The EFF, the UDM, the Congress of the People (COPE) and the DA have approached the court for an order compelling Parliament to order an investigation into President Jacob Zuma’s conduct over the Nkandla matter, with a view to determining whether his conduct warranted an impeachment.
Advocate Tembeka Ngcukaitobi for the EFF argued that there had not been scrutiny of Zuma’s conduct by Parliament, despite prima facie evidence of misconduct on his part.
He argued that the National Assembly and Mbete as its head, had a responsibility to hold the executive to account.
Justice Chris Jafta asked whether it was not the responsibility of any member of the National Assembly to initiate the process, including the opposition parties who brought the matter to court. He said the National Assembly could only act through its members.
But Ngcukaitobi argued that Mbete had rejected the EFF’S proposal for such a process.

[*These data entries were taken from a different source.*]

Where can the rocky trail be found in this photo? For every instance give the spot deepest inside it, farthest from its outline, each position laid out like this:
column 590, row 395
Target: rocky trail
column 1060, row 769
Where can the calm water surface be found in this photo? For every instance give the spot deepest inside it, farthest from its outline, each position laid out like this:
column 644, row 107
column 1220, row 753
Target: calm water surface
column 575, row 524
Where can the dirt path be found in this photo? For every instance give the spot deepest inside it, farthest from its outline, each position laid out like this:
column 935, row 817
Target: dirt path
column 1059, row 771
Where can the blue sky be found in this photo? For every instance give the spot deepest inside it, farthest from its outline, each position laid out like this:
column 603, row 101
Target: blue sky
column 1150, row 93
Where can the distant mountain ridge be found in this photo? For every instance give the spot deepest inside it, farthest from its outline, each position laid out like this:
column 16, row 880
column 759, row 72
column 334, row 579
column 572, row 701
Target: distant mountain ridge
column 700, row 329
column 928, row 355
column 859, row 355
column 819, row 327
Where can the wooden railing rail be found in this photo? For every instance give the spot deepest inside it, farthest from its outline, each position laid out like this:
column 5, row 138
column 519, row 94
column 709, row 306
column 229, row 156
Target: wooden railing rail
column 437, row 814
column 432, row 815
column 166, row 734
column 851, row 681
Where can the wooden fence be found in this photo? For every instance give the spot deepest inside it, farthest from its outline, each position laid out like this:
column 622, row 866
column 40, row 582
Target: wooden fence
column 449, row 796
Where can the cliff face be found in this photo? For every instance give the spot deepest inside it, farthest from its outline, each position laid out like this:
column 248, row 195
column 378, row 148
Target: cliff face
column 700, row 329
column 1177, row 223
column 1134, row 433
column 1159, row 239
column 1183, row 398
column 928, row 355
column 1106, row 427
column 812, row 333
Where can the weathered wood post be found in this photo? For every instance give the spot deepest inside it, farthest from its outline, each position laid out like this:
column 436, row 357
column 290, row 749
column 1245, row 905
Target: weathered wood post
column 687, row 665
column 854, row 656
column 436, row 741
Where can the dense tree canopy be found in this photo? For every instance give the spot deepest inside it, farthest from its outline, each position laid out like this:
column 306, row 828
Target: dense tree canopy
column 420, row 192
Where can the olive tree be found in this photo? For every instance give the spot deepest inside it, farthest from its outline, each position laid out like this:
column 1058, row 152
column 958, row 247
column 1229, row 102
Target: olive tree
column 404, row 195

Mogoeng asked what should be made of the President’s failing to uphold, defend and respect the Constitution, as stated by the Constitutional Court said in its judgment.
"Does it say that he violated the Constitution in a serious way? So what is there to investigate? Are you going to investigate whether that conclusion by the Constitutional Court is a serious violation or a minimal violation?" Mogoeng asked.

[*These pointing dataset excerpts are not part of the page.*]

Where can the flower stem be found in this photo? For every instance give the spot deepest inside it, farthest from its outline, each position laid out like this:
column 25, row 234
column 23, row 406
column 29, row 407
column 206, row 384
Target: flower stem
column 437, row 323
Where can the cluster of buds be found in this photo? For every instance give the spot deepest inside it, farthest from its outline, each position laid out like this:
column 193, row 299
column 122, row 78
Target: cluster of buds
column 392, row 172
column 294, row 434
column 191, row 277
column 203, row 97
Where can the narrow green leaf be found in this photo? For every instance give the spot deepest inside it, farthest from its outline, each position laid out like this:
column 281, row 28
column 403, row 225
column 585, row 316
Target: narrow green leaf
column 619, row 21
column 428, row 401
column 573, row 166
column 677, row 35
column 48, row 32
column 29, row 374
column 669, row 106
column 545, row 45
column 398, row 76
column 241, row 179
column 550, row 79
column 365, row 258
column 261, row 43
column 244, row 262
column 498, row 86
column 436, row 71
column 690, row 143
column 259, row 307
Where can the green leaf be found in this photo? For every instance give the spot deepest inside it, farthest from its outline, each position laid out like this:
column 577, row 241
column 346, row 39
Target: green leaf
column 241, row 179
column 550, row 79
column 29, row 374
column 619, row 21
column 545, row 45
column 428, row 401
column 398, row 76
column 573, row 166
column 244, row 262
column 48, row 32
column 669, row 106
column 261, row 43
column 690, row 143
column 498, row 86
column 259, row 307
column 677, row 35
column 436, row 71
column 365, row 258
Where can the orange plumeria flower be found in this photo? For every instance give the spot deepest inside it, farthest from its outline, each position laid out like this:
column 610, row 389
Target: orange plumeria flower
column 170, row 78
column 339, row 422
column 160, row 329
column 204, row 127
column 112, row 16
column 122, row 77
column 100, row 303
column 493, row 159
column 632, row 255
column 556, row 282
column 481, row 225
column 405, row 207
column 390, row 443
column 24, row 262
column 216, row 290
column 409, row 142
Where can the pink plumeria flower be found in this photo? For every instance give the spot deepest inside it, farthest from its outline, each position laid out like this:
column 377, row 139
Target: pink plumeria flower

Ngcukaitobi replied that an inquiry should be held for the President to explain himself. He said the finding of seriousness by the court did not displace the obligation by the National Assembly and that it should still exercise its Constitutional function.

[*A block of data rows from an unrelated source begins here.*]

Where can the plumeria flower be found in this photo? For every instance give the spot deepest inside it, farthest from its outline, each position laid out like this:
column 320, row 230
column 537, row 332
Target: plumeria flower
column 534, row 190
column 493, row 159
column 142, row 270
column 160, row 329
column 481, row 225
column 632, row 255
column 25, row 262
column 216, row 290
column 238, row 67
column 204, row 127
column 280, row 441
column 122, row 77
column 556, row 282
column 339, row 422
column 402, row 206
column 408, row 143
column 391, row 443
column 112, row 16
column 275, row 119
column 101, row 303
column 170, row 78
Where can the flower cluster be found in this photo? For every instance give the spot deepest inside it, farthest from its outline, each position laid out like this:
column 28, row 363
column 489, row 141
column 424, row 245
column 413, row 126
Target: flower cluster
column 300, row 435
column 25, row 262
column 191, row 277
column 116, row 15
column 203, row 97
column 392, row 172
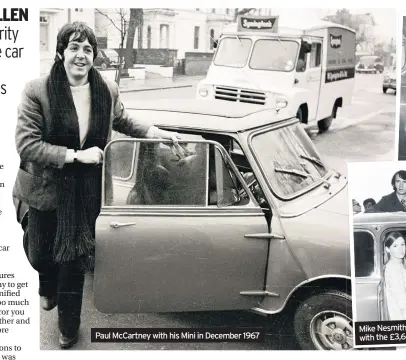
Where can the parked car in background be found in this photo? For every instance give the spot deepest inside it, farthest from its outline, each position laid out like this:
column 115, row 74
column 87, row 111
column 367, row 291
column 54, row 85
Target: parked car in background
column 370, row 64
column 107, row 58
column 389, row 80
column 246, row 215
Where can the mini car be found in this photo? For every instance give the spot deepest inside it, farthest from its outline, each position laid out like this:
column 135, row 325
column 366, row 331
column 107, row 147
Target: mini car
column 389, row 81
column 243, row 214
column 107, row 58
column 369, row 262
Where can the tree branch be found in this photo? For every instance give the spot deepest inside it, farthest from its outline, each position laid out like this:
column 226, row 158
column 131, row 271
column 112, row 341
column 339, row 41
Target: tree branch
column 109, row 19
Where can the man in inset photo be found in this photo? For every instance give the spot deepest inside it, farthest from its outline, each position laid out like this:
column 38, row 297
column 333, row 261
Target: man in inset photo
column 395, row 201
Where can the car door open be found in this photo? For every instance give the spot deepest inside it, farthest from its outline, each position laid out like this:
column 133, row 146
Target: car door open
column 171, row 235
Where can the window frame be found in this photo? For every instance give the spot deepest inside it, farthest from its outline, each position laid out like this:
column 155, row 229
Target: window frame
column 134, row 156
column 248, row 54
column 270, row 184
column 376, row 251
column 319, row 46
column 274, row 40
column 252, row 204
column 196, row 37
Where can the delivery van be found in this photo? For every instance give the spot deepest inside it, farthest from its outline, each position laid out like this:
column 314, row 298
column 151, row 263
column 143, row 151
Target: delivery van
column 308, row 65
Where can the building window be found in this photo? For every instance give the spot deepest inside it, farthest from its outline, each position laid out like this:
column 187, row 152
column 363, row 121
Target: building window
column 196, row 38
column 211, row 39
column 44, row 33
column 164, row 38
column 149, row 37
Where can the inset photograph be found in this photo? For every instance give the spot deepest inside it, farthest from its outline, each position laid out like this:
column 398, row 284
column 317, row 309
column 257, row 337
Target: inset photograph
column 378, row 195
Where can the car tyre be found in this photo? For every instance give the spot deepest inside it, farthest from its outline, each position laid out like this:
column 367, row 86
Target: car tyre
column 324, row 322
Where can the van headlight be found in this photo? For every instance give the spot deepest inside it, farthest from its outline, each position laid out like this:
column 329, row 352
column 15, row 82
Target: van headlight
column 204, row 91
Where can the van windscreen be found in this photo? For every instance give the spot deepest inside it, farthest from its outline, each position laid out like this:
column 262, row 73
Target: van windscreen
column 233, row 52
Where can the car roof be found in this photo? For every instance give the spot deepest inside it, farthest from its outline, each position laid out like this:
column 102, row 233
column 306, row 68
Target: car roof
column 373, row 218
column 210, row 115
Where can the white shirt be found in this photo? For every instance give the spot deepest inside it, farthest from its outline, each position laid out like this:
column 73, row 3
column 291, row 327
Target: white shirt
column 82, row 100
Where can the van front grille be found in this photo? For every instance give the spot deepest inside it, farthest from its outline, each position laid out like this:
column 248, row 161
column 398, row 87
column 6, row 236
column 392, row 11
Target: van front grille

"We want an investigation on what he says for himself and want to know whether he lied to Parliament," Ngcukaitobi said.
The opposition parties have argued in court papers that the speaker failed to put in place appropriate processes and mechanisms to hold the President accountable following his failure to implement the public protector’s report of March 19 2014.
The parties argue that Mbete’s failure violated the Constitution. They are seeking an order to compel Parliament to conduct an investigation into Zuma’s conduct to determine whether his offences warrant initiating impeachment processes against him.
The DA was admitted as an intervening party in the matter in August, and Corruption Watch has been admitted as a "friend of the court" (amicus curiae).
Opposition parties have based their arguments on the Constitutional Court’s judgment in the Nkandla matter handed down in March 2016, which compelled Zuma to pay back the money spent on his Nkandla homestead that was found to have unduly benefited him and his family.
Mbete is opposing the application, and denies that Parliament has failed to hold the President accountable. She refers to various motions of no-confidence that have been brought by the opposition parties in the National Assembly, which failed.
She says these, as well as question-and-answer sessions involving the President, demonstrate that the National Assembly has taken measures to hold him accountable.
The hearing continued after a short break at midday on Tuesday, with advocate Dali Mpofu acting for the UDM and COPE facing the full bench of the court.